The Memory of Bees (Bee Witch Book 2) by Elizabeth A. Reeves

The Memory of Bees (Bee Witch Book 2) by Elizabeth A. Reeves

Author:Elizabeth A. Reeves [Reeves, Elizabeth A.]
Language: eng
Format: epub
Published: 2023-09-20T16:00:00+00:00


Chapter Fifteen

Kinley

A door slammed behind me.

It didn’t matter how fast I ran or how many corridors I passed through. All around me, doors open and slammed shut. If I paused, I could see through the doorways. Strange worlds, new places, called to me through those doorways.

But they always warped and shifted. If I watched long enough, I would see the worlds within degrade. Some burst into flame. Some imploded in on themselves. Dust powdered the floor of the hallways, billowing out of the devastated ruins that lay beyond.

If I watched long enough, they all fell into ruin.

I’d stopped watching long ago.

In the beginning, I searched for something. Now I couldn’t remember why or what. If there was an order to this place, I couldn’t find it. The only consistent element was the existence of doors.

I rarely thought to wonder if I was alone. I paused at the distant thudding of what could be the treading of giant feet, but the sound stopped just as I did. Perhaps all that existed of life beyond me was nothing but an echo.

Maybe there were others here, just out of sight. They could be the ones opening the doors around me, only to slam them shut again. Surely the doors could not open themselves.

The dust thickened.

There were footprints ahead of me.

I paused to study them, but they vanished under the increasing blizzard of dust and destruction. I suspected they were my own footprints. It was all that made sense, since I was the only one that existed.

I ran on.

Sometimes my feet sank into the dust. Sometimes I could run lightly over the top of it, like a fictional elf over snow.

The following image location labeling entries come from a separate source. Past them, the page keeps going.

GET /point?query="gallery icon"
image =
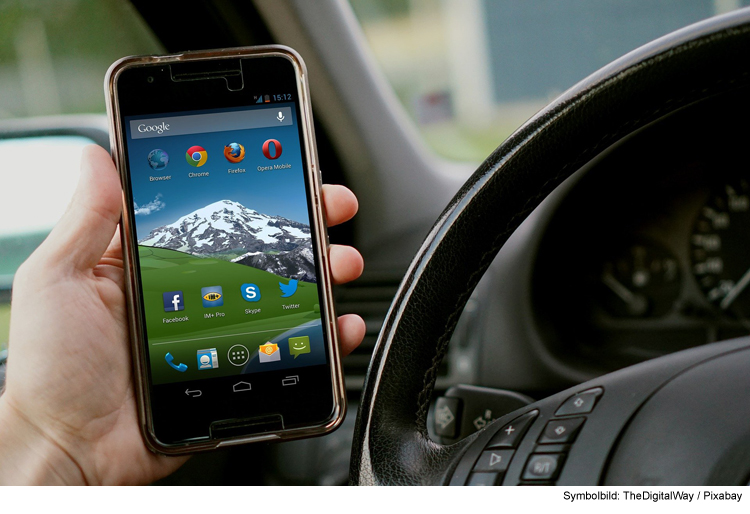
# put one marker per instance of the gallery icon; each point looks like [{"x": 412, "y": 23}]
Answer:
[
  {"x": 234, "y": 152},
  {"x": 173, "y": 301},
  {"x": 289, "y": 289},
  {"x": 212, "y": 296},
  {"x": 269, "y": 352},
  {"x": 250, "y": 292},
  {"x": 196, "y": 156},
  {"x": 158, "y": 159},
  {"x": 208, "y": 359},
  {"x": 299, "y": 345},
  {"x": 238, "y": 355},
  {"x": 272, "y": 149},
  {"x": 181, "y": 367}
]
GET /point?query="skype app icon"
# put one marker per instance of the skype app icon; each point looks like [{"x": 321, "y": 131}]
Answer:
[{"x": 250, "y": 292}]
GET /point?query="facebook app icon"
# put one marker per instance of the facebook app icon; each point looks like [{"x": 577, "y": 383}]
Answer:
[{"x": 173, "y": 301}]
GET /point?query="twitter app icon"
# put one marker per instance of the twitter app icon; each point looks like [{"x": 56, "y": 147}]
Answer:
[{"x": 288, "y": 290}]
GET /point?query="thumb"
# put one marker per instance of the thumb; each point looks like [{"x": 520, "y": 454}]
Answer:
[{"x": 84, "y": 232}]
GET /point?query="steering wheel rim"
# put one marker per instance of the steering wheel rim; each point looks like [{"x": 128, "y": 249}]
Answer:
[{"x": 391, "y": 444}]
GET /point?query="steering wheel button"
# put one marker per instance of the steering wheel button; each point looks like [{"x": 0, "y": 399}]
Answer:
[
  {"x": 543, "y": 466},
  {"x": 581, "y": 403},
  {"x": 484, "y": 479},
  {"x": 494, "y": 460},
  {"x": 510, "y": 435},
  {"x": 561, "y": 431},
  {"x": 447, "y": 416}
]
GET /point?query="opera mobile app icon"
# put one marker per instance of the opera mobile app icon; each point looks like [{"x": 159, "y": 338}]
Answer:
[
  {"x": 196, "y": 156},
  {"x": 234, "y": 152},
  {"x": 272, "y": 149}
]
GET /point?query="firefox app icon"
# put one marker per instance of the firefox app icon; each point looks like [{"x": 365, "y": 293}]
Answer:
[
  {"x": 234, "y": 152},
  {"x": 196, "y": 156}
]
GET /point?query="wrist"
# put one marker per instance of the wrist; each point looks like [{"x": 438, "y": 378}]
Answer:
[{"x": 29, "y": 456}]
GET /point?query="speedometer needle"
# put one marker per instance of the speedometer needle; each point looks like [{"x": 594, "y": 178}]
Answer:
[
  {"x": 637, "y": 303},
  {"x": 735, "y": 291}
]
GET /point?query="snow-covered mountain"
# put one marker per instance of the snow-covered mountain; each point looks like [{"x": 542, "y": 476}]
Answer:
[{"x": 229, "y": 230}]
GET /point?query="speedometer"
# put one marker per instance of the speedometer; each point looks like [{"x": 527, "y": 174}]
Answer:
[{"x": 721, "y": 248}]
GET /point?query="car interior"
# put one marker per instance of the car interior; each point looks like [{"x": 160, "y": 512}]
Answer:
[{"x": 547, "y": 301}]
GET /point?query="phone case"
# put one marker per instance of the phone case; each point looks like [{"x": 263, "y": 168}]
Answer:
[{"x": 129, "y": 249}]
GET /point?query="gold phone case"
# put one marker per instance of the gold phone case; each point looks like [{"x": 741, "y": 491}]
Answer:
[{"x": 130, "y": 247}]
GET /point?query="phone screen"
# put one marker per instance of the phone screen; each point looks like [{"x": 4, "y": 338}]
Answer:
[{"x": 226, "y": 256}]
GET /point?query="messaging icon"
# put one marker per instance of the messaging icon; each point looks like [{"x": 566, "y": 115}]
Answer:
[
  {"x": 269, "y": 352},
  {"x": 299, "y": 345}
]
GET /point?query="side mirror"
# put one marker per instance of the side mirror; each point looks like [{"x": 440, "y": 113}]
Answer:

I paused, wondering at the image. But as soon as I grasped it, it was gone.

It turned to dust just like everything else.

The lights in the hall grew brighter as I ran. They did not flicker, though part of me believed they ought to. The brilliance made it hard to see. It made even the dust seem to shimmer and take on a sort of glow.

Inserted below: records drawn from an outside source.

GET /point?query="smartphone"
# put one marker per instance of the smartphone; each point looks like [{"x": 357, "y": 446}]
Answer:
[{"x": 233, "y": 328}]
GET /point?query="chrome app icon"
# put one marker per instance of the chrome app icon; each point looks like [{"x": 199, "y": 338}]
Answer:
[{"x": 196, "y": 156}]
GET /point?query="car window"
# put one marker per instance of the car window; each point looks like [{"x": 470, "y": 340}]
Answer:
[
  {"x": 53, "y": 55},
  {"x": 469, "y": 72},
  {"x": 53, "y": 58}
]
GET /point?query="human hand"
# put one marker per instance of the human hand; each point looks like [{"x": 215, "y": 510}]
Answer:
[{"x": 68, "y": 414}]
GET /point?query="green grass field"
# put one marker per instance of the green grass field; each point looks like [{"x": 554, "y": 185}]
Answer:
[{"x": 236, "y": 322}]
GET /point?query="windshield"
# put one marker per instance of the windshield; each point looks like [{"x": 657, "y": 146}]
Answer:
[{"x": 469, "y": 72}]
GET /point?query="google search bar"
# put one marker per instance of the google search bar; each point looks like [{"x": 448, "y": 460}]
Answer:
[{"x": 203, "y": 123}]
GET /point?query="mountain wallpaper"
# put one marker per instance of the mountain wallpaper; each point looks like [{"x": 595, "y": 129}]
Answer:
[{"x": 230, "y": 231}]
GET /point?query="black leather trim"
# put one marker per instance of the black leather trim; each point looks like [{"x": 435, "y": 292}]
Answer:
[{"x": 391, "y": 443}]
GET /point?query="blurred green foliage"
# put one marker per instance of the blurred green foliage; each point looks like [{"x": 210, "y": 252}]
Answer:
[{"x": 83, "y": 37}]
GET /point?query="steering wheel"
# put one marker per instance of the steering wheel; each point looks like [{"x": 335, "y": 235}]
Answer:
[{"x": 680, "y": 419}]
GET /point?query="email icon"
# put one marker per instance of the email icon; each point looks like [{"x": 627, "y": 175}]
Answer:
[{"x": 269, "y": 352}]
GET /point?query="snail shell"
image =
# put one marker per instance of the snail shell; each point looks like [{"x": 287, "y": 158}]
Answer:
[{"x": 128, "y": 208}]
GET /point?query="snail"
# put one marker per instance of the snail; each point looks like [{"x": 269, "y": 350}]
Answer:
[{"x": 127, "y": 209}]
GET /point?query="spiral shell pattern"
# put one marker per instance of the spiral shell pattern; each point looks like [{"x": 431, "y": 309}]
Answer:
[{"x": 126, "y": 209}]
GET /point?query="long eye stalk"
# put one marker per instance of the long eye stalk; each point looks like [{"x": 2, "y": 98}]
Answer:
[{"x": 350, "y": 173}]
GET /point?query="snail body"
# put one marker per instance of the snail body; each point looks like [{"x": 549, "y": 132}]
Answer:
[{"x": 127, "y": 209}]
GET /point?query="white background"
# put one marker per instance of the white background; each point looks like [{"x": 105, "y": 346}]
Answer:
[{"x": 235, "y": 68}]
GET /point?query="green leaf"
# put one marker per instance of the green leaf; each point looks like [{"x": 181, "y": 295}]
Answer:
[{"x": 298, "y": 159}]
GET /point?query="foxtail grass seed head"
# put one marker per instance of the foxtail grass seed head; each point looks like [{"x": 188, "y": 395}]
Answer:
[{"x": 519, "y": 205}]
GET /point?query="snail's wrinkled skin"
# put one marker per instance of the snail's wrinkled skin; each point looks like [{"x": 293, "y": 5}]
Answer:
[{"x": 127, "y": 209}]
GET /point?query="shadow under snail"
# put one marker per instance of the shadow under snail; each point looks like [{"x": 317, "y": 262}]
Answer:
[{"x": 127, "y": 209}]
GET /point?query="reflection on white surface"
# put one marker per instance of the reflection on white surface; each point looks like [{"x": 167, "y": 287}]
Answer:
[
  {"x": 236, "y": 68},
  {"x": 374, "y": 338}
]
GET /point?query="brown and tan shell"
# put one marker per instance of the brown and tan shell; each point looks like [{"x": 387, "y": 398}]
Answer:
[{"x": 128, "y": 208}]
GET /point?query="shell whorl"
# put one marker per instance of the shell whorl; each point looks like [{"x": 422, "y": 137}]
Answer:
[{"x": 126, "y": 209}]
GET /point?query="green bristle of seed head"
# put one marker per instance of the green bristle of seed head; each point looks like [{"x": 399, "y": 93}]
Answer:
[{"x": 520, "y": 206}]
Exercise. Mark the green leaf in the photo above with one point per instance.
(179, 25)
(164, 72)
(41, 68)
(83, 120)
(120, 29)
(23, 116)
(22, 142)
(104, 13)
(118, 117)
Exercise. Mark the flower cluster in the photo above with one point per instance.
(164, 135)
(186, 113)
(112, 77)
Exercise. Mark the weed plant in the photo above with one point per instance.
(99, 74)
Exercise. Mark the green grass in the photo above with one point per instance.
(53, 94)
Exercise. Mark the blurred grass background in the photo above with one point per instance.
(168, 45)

The change was unsettling.

The walls began to glow as well, a cool, bright light that defied the existence of even the memory of shadows. Closing my eyes against the glare did not help. Even behind my eyelids, all I could see was light.

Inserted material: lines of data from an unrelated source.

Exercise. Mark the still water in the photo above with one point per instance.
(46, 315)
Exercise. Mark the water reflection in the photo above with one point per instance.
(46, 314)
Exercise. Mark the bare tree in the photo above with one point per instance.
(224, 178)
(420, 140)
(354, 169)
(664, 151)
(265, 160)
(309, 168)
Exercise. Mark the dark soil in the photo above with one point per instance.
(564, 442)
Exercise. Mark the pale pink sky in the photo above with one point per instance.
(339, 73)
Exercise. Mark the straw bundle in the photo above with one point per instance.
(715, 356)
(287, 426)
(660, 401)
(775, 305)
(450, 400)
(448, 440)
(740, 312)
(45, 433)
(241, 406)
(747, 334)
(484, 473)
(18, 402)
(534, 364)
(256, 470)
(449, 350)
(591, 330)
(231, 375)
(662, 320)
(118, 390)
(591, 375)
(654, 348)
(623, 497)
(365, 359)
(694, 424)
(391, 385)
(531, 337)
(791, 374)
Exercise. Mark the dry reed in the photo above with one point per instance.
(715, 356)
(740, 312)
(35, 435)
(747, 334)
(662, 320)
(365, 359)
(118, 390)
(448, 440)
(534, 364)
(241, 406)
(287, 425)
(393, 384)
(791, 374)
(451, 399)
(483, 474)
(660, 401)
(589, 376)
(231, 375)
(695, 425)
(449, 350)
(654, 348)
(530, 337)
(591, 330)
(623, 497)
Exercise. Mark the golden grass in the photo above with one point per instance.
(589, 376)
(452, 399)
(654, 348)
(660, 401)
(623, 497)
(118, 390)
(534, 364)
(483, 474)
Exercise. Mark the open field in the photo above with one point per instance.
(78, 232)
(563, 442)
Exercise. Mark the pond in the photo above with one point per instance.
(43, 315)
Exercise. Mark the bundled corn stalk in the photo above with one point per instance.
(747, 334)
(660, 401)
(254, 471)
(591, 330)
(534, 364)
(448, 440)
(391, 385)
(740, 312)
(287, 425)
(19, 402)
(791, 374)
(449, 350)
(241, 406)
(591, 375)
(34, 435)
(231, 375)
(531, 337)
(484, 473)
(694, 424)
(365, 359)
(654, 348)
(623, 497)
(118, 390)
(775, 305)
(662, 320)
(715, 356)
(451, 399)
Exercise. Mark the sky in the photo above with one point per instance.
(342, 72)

I paused to look behind me, but there was nothing there. I’d known it was a mistake to look back. Something inside of me warned that looking back was always a mistake.

But looking forward hurt too much.

The click and slam of doors opening and shutting grew muffled and faint.

I had passed into a new corridor somehow. There were no doorways here.

Still, the dust congregated around me, building up over my feet. Perhaps I was sinking, but if I was, the entire corridor was as well.

Into what? I wondered. More corridors? More hallways?

The hallway behind me was gone. The hallway ahead of me was too bright for me to tolerate. There were no doors, no branches, no escape for me in any direction.